Namun Rafael malah terdiam setelah itu. Dia hanya sedikit menunduk sambil terus mengerjakan gambarnya yang sebenarnya terlihat amburadul. Karena dari dulu pemuda ini sebenarnya memang tidak berbakat sama sekali di bidang seni. Dia sangatlah payah.
Tapi omong-omong kenapa Rafael bersikap begini setelah mendengar jawabannya ya? Apa artinya? Jangan bilang kalau dia tak puas, lalu kemudian menyuruh Bertha untuk menendang Luna agar segera keluar dari rumah ini?
"Dari mana kamu mendapat tawaran pekerjaan ini?" tanya Rafael lagi setelah beberapa saat.
Hening.
Tak hanya dirinya, namun juga pihak operator. Apakah mereka tak menyangka kalau Rafael akan menanyakan itu? Seharusnya kan sudah, karena ini termasuk hal basic.
Tapi apa yang harus dia jawab? Karena tak mungkin kan Luna berterus terang kalau Bertha menawarkan pekerjaan ini untuk membantu pemulihannya dari amnesia, bukan? Tidak mungkin.

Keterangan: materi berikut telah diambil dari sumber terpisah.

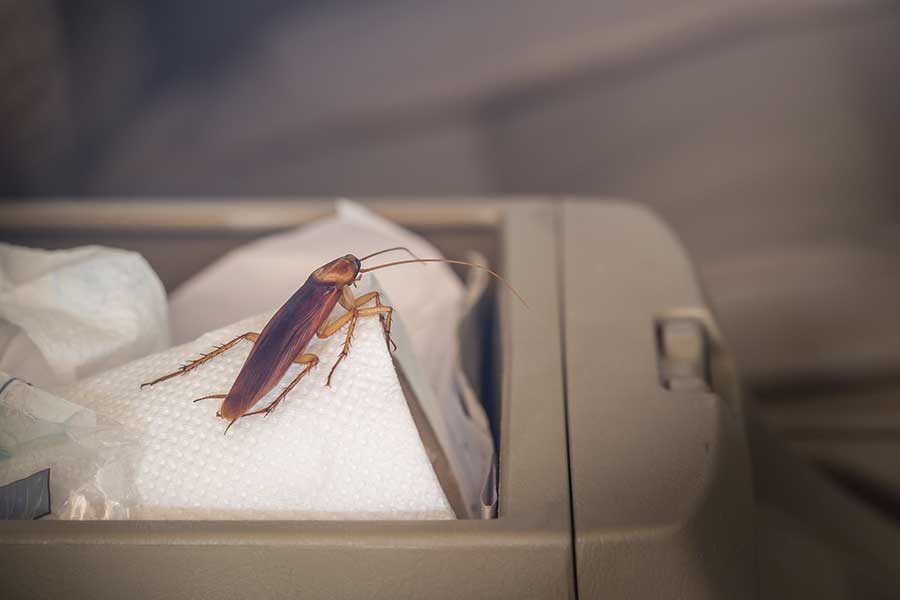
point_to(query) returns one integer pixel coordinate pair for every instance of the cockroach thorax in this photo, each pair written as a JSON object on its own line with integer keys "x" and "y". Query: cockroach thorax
{"x": 341, "y": 270}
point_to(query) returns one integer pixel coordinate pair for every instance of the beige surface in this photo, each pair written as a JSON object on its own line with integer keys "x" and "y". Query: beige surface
{"x": 525, "y": 553}
{"x": 663, "y": 502}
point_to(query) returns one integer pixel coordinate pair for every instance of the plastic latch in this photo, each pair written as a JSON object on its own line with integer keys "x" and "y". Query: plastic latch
{"x": 682, "y": 349}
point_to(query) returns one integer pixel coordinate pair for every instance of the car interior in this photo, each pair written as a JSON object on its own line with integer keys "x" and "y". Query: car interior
{"x": 673, "y": 372}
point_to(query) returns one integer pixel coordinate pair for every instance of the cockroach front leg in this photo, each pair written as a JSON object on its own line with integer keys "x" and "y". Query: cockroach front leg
{"x": 352, "y": 304}
{"x": 193, "y": 364}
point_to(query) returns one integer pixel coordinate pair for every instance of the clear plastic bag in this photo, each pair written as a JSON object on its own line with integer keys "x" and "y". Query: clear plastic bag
{"x": 91, "y": 458}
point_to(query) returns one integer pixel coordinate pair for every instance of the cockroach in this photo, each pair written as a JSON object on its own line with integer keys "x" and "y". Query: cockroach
{"x": 284, "y": 339}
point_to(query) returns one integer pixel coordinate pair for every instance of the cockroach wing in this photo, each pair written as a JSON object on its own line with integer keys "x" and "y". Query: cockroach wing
{"x": 284, "y": 337}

Kalau begitu Luna harus menjawab apa?
"Saya mendapatkan rekomendasi, Tuan."
Luna akhirnya mengatakan sesuatu yang kembali didiktekan oleh pihak operator.

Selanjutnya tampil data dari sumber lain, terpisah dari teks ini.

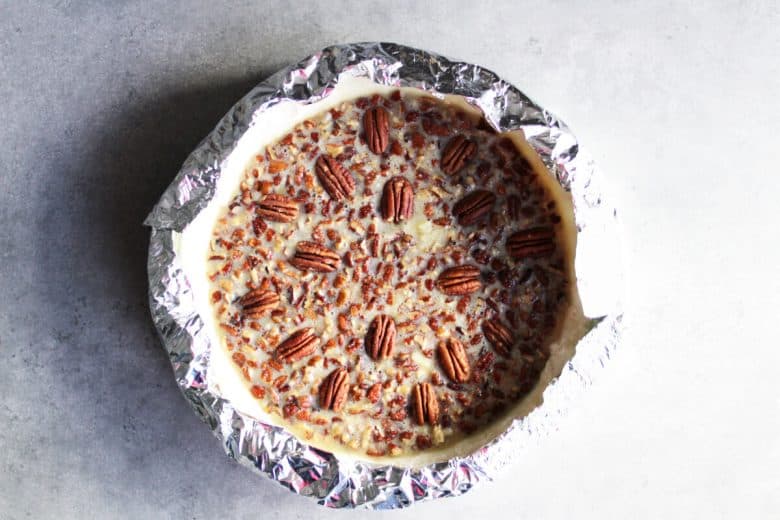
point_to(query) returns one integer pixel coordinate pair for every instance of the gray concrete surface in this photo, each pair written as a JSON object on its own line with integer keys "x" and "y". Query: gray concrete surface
{"x": 100, "y": 102}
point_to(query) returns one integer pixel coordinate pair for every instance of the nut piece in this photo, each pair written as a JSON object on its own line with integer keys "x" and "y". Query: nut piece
{"x": 498, "y": 335}
{"x": 456, "y": 154}
{"x": 397, "y": 200}
{"x": 298, "y": 345}
{"x": 453, "y": 358}
{"x": 376, "y": 126}
{"x": 426, "y": 405}
{"x": 257, "y": 302}
{"x": 473, "y": 207}
{"x": 460, "y": 280}
{"x": 277, "y": 208}
{"x": 311, "y": 256}
{"x": 333, "y": 390}
{"x": 380, "y": 338}
{"x": 529, "y": 243}
{"x": 336, "y": 180}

"Anda mungkin tak ingat, tapi Ibu Anda berhubungan baik dengan Wakil Presiden dari Gerald Teknikindo, Tuan. Begitu juga hubungan saya dengan beliau, sehingga penyelesaian kontrak saya sebagai sekretaris beliau berjalan dengan lancar. Jadi ketika Ibu Anda hendak mencari asisten untuk putranya, beliau meminta rekomendasi dari Wakil Presiden tadi. Sayalah yang kemudian beliau rekomendasikan. Itulah alasan kenapa akhirnya saya terpilih dan akhirnya ada di depan Anda seperti ini."
Apa kali ini berhasil? Apa Rafael akan menyukai jawabannya? Semoga saja.